GRIEVING THE SPIRIT
Ephesians 4:30
The implication of the verse, “Grieve not the Spirit,” is that it is an action on our part that grieves Him. For me, I never took the time to think through what that meant exactly except I really did not want to do it. Not until I began to experience what it means to grieve did I begin to spend any time thinking about what it is that grieves Him.
I have greatly grieved inwardly when my children did not get along. I have grieved when they have isolated themselves from me or someone else in the family. I found myself grieving when I knew that there was bitterness and anger between two of them, or three of them, or when one of them was jealous of the other. When I saw indifference where there should have been support and encouragement, my heart was so heavy. Sometimes, there would be long stretches when they wouldn’t call just to say “hi” or to see how we were doing. My heart has been deeply stirred when I sensed they were making unwise choices that would keep them back from experiencing the matchless joys and blessings of the Lord. When I would see that their walk with the Lord was cooling off, and my attempts at conversations about Him were not welcomed, I would walk through the day with indescribable heaviness.

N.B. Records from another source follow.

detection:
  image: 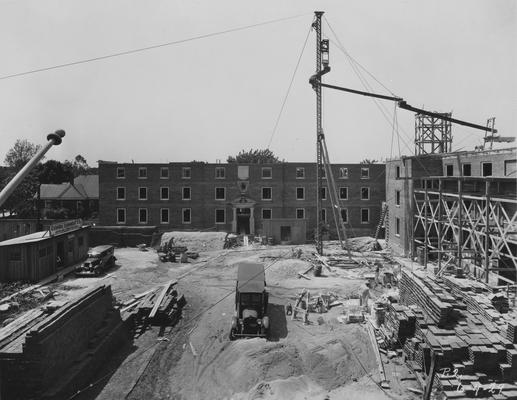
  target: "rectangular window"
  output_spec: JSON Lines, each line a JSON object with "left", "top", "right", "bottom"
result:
{"left": 139, "top": 187, "right": 147, "bottom": 200}
{"left": 182, "top": 187, "right": 191, "bottom": 200}
{"left": 139, "top": 208, "right": 148, "bottom": 224}
{"left": 361, "top": 167, "right": 370, "bottom": 179}
{"left": 339, "top": 167, "right": 349, "bottom": 179}
{"left": 117, "top": 208, "right": 126, "bottom": 224}
{"left": 215, "top": 167, "right": 225, "bottom": 179}
{"left": 482, "top": 162, "right": 492, "bottom": 177}
{"left": 296, "top": 187, "right": 305, "bottom": 200}
{"left": 339, "top": 187, "right": 348, "bottom": 200}
{"left": 321, "top": 168, "right": 326, "bottom": 179}
{"left": 445, "top": 164, "right": 453, "bottom": 176}
{"left": 341, "top": 208, "right": 348, "bottom": 223}
{"left": 215, "top": 187, "right": 226, "bottom": 200}
{"left": 116, "top": 167, "right": 125, "bottom": 179}
{"left": 505, "top": 160, "right": 517, "bottom": 176}
{"left": 160, "top": 187, "right": 169, "bottom": 200}
{"left": 396, "top": 190, "right": 401, "bottom": 206}
{"left": 182, "top": 208, "right": 191, "bottom": 223}
{"left": 138, "top": 167, "right": 147, "bottom": 179}
{"left": 320, "top": 187, "right": 327, "bottom": 200}
{"left": 160, "top": 167, "right": 169, "bottom": 179}
{"left": 215, "top": 209, "right": 225, "bottom": 224}
{"left": 262, "top": 167, "right": 272, "bottom": 179}
{"left": 361, "top": 187, "right": 370, "bottom": 200}
{"left": 395, "top": 217, "right": 400, "bottom": 236}
{"left": 182, "top": 167, "right": 191, "bottom": 179}
{"left": 116, "top": 187, "right": 125, "bottom": 200}
{"left": 395, "top": 166, "right": 400, "bottom": 179}
{"left": 262, "top": 187, "right": 272, "bottom": 200}
{"left": 296, "top": 167, "right": 305, "bottom": 179}
{"left": 262, "top": 209, "right": 272, "bottom": 219}
{"left": 361, "top": 208, "right": 370, "bottom": 223}
{"left": 321, "top": 208, "right": 327, "bottom": 222}
{"left": 160, "top": 208, "right": 169, "bottom": 224}
{"left": 296, "top": 208, "right": 305, "bottom": 219}
{"left": 462, "top": 163, "right": 471, "bottom": 176}
{"left": 238, "top": 166, "right": 249, "bottom": 180}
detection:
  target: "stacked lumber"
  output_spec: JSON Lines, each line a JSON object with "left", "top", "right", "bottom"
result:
{"left": 384, "top": 303, "right": 416, "bottom": 346}
{"left": 135, "top": 281, "right": 186, "bottom": 325}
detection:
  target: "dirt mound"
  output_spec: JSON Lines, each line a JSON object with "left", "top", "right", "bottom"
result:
{"left": 347, "top": 237, "right": 382, "bottom": 252}
{"left": 160, "top": 231, "right": 228, "bottom": 252}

The longer I am a mom, the better I understand grief. Perhaps I should say that the longer I am a mom, the more I understand the grieving of the Holy Spirit. For a long time, my grief could have been defined as “grief as it affected me.” However, as time has gone on, I grieve because I see a better way for the other person, I know there is victory available but being scorned, and I am aware that disobedience and casualness rob people of the incredible “best” of God. And I grieve because it is so very obvious that such things cause the old “ripple effect” in God’s big picture.
My sense of grief, I’m sure, does not compare with what the Spirit of God feels. Yet, as I have begun to recognize grief and its causes, I am catching a glimpse of what must cause Him grief and if my pain is what it is, how intense and immense His must be.

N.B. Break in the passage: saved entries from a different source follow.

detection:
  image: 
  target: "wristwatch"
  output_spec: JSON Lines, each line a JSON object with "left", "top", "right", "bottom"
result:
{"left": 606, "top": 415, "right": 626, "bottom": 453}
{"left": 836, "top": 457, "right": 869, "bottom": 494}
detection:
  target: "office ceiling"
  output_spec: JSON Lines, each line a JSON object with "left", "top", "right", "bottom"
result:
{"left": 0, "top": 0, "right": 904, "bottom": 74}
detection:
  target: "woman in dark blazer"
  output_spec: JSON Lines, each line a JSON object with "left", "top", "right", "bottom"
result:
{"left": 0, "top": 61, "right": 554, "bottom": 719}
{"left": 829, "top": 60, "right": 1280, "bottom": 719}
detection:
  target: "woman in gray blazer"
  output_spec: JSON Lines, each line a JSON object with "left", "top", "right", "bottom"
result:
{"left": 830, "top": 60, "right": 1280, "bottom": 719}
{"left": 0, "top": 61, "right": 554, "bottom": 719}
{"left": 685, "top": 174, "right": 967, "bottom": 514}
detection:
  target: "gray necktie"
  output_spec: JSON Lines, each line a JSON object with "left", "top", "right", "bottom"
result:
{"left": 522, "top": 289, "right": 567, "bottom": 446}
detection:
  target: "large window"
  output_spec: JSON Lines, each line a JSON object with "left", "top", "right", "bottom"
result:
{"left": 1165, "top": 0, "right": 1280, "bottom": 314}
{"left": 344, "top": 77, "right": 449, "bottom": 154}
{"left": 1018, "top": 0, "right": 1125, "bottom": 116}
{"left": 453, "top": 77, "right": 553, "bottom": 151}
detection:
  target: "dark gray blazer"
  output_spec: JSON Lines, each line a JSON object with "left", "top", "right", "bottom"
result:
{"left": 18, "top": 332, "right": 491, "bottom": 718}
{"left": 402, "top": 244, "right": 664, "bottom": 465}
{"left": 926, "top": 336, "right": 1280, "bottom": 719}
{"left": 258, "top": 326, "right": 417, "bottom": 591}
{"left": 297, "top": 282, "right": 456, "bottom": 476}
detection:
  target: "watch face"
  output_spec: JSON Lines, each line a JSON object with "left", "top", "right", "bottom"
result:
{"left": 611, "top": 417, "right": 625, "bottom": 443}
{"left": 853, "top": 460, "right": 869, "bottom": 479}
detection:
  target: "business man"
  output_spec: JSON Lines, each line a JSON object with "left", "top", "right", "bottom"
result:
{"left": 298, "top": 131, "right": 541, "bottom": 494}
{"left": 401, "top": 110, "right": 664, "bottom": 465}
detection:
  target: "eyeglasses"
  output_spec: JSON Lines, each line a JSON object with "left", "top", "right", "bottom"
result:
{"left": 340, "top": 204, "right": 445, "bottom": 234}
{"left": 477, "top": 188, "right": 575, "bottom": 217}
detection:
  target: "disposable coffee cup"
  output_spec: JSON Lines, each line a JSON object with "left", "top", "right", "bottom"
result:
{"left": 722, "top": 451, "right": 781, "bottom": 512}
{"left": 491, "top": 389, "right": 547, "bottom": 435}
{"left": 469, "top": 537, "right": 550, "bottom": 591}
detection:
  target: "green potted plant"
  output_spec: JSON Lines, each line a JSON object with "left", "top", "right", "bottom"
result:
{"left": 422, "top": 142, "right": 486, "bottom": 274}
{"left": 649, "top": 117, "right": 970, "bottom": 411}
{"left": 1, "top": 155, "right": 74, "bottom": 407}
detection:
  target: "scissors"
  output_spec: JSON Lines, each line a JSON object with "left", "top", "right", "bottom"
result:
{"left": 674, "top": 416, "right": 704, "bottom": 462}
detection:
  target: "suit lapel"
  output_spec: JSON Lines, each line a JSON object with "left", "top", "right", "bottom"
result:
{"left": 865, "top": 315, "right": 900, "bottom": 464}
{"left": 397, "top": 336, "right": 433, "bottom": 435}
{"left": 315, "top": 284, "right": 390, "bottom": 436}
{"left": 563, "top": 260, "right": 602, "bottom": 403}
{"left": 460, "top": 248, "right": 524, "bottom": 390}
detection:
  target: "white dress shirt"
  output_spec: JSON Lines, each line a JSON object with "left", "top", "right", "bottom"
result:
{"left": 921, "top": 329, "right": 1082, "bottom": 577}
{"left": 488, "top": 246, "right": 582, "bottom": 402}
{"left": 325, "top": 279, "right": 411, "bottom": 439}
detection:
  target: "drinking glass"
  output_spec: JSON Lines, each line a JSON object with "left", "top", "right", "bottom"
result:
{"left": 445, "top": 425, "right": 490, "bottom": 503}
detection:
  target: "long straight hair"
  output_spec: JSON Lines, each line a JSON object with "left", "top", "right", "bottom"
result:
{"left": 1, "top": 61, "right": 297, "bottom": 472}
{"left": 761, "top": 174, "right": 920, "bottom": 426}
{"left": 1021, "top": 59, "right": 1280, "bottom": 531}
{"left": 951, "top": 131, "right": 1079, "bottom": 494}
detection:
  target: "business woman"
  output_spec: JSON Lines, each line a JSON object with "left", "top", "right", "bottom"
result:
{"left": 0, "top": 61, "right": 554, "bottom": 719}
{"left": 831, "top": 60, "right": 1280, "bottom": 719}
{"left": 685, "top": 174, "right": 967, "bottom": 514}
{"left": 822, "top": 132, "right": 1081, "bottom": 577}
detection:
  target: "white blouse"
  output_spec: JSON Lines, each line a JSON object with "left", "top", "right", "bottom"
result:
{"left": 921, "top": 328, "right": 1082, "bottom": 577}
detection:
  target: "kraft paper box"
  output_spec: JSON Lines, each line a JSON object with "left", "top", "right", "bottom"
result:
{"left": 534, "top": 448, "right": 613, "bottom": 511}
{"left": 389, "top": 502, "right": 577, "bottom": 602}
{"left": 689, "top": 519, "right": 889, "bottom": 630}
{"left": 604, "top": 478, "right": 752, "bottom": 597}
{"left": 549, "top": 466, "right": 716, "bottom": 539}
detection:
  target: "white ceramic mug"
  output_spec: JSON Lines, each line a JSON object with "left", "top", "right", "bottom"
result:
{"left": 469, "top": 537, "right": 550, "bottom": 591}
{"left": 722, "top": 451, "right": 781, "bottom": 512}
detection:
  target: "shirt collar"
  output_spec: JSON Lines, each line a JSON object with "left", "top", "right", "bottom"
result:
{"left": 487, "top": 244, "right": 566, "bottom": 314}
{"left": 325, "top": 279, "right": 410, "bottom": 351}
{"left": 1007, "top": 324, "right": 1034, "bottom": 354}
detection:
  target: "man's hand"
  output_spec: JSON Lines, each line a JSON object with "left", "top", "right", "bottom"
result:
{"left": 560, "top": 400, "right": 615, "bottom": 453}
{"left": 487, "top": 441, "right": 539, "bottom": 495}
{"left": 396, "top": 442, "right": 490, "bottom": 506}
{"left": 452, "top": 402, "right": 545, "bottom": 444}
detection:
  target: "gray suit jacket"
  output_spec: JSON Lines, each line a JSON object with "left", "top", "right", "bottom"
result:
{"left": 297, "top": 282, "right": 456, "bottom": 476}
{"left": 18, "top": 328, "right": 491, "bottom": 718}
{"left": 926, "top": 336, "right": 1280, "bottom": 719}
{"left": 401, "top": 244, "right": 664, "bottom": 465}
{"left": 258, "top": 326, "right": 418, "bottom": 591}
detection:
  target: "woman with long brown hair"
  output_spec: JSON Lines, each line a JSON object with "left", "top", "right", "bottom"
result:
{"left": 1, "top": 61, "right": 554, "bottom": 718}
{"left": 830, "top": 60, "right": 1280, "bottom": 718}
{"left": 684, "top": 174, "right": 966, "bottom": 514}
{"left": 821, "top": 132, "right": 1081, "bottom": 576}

Think about this in light of the body of Christ? Why would not the Spirit be grieved at the dissension among church members and board members and spouses and teachers? When we isolate ourselves from the body because of hurt feelings or anger, does this not deeply grieve Him? When He watches us make foolish choices and when He observes our hearts cooling, and when we never “call home,” would this not grieve Him?
It has been a difficult, yet worthwhile, lesson to learn. Now when I snap at my husband or fail to spend time with the Lord, when that subtle coolness begins to set in, or when I gossip about one of my brothers or sisters, a reminder comes much more quickly that I am grieving the Spirit of God who desires to bless me and teach me and encourage me and make me a winner.
Do we care? Maybe you're like me...much of my life I gave very little consideration to whether my life was grieving the Spirit or not. Next time your heart is heavy because of what you see or hear, or what someone does or says to you, let it remind you of this verse. This is something to be taken seriously...grieving the Holy Spirit. Maybe the best antidote is loving the Lord our God with all our heart!